Porque la voluntad es un fuego que les quema y les repele,
porque la palabra es el sello de la protección divina que permite la preservación de las esencias divinas.
Váyanse lejos y no vuelvan, espíritus afeminados,
deformadores de la realidad, inmundicias errantes carentes de valor alguno.
Váyanse de aquí espíritus asquerosos,
que la suciedad de su decadencia sea su condena y la lejanía la regla infranqueable para ustedes.

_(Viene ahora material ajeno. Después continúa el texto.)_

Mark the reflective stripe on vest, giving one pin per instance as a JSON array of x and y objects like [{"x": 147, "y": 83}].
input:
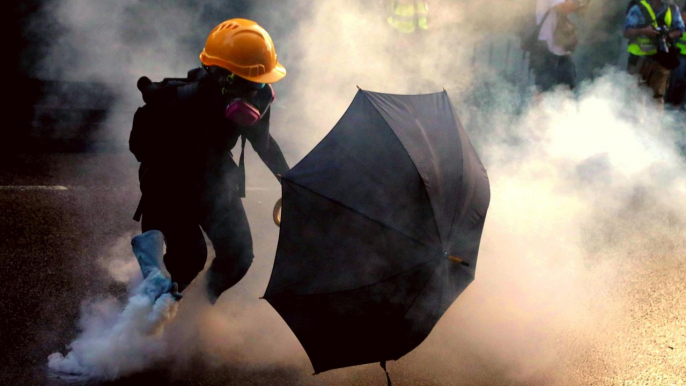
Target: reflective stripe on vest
[
  {"x": 403, "y": 18},
  {"x": 643, "y": 45}
]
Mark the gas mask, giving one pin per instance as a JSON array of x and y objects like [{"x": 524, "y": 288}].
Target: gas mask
[{"x": 246, "y": 101}]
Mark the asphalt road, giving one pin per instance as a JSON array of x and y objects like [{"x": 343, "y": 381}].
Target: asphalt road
[{"x": 63, "y": 215}]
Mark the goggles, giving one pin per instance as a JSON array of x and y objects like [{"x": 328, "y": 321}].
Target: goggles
[{"x": 227, "y": 79}]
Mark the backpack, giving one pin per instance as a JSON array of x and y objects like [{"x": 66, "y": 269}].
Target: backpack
[{"x": 147, "y": 140}]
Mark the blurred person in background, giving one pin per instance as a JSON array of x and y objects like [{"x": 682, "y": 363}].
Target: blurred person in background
[
  {"x": 647, "y": 26},
  {"x": 183, "y": 137},
  {"x": 676, "y": 93},
  {"x": 408, "y": 16},
  {"x": 551, "y": 59}
]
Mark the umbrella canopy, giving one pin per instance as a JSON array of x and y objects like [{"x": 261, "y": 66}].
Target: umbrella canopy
[{"x": 375, "y": 222}]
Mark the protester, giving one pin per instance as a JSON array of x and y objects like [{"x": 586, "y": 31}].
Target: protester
[
  {"x": 648, "y": 23},
  {"x": 551, "y": 59},
  {"x": 183, "y": 137}
]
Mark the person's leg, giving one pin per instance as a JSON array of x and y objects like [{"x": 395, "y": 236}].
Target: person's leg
[
  {"x": 226, "y": 224},
  {"x": 566, "y": 71},
  {"x": 657, "y": 77},
  {"x": 186, "y": 248},
  {"x": 544, "y": 66}
]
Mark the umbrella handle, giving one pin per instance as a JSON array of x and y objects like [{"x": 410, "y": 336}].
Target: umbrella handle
[{"x": 277, "y": 213}]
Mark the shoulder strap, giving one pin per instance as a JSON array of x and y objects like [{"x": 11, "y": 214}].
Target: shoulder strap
[
  {"x": 241, "y": 168},
  {"x": 648, "y": 14}
]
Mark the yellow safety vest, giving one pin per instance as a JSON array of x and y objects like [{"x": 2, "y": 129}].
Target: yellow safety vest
[
  {"x": 643, "y": 45},
  {"x": 408, "y": 17}
]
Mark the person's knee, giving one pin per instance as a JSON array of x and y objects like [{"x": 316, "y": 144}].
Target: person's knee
[{"x": 184, "y": 263}]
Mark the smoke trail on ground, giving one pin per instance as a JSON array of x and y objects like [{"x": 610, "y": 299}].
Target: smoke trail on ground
[{"x": 117, "y": 340}]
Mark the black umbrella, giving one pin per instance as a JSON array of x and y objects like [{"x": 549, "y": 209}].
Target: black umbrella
[{"x": 380, "y": 230}]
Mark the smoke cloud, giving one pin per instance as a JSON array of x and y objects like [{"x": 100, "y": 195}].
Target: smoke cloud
[{"x": 582, "y": 260}]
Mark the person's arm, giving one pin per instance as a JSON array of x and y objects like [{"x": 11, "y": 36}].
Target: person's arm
[{"x": 266, "y": 147}]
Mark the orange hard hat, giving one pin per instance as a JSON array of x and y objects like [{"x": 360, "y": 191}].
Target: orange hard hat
[{"x": 244, "y": 48}]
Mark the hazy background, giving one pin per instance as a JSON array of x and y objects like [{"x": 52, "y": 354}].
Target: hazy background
[{"x": 582, "y": 262}]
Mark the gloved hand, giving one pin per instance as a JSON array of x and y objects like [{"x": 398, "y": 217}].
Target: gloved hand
[
  {"x": 156, "y": 285},
  {"x": 148, "y": 249}
]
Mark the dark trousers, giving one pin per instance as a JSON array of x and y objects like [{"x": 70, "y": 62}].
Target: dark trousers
[
  {"x": 181, "y": 219},
  {"x": 550, "y": 69}
]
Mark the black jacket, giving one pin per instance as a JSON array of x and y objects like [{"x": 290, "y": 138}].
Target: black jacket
[{"x": 185, "y": 143}]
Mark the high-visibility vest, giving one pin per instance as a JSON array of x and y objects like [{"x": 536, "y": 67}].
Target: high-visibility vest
[
  {"x": 681, "y": 43},
  {"x": 407, "y": 18},
  {"x": 643, "y": 45}
]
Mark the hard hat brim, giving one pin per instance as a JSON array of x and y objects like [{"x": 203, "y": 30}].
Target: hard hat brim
[{"x": 273, "y": 76}]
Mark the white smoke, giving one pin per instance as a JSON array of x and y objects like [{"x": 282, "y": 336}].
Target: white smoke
[
  {"x": 582, "y": 259},
  {"x": 116, "y": 339}
]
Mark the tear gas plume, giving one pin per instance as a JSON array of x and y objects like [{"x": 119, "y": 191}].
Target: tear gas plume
[{"x": 582, "y": 259}]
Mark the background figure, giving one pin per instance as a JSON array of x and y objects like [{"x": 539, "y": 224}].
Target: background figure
[
  {"x": 407, "y": 16},
  {"x": 643, "y": 20},
  {"x": 676, "y": 94},
  {"x": 551, "y": 58}
]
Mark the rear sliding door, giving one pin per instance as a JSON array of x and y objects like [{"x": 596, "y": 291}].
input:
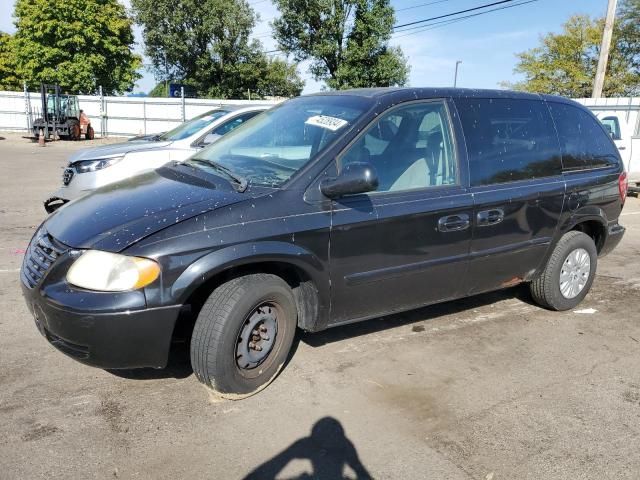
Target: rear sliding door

Porque su domino no es este, espíritus estúpidos,
Kalirvalion es una fuerza espiritual más poderosa que cualquiera de sus juegos engañosos,
en aquel reino la luz prevalece fuerte, como un fuego originario, poder capaz de pulverizarlos por completo.
Quiero que le teman a este gran mago,
quiero que acaten la orden y se largen de mis aposentos,
lagartijas de lo oscuro,
alimañas patéticas y abominables,
con la luz de la verdad los queme y los torture,
y se vayan de aquí lejos para no volver más,
estúpidos espíritus que gustan con hacer perder el tiempo.
Que así sea, y que la gloria de Zeus sea conmigo, y su manto protector expulse siempre a los espíritus indeseados de mi trabajo medicinal.
¡Ave Zeus!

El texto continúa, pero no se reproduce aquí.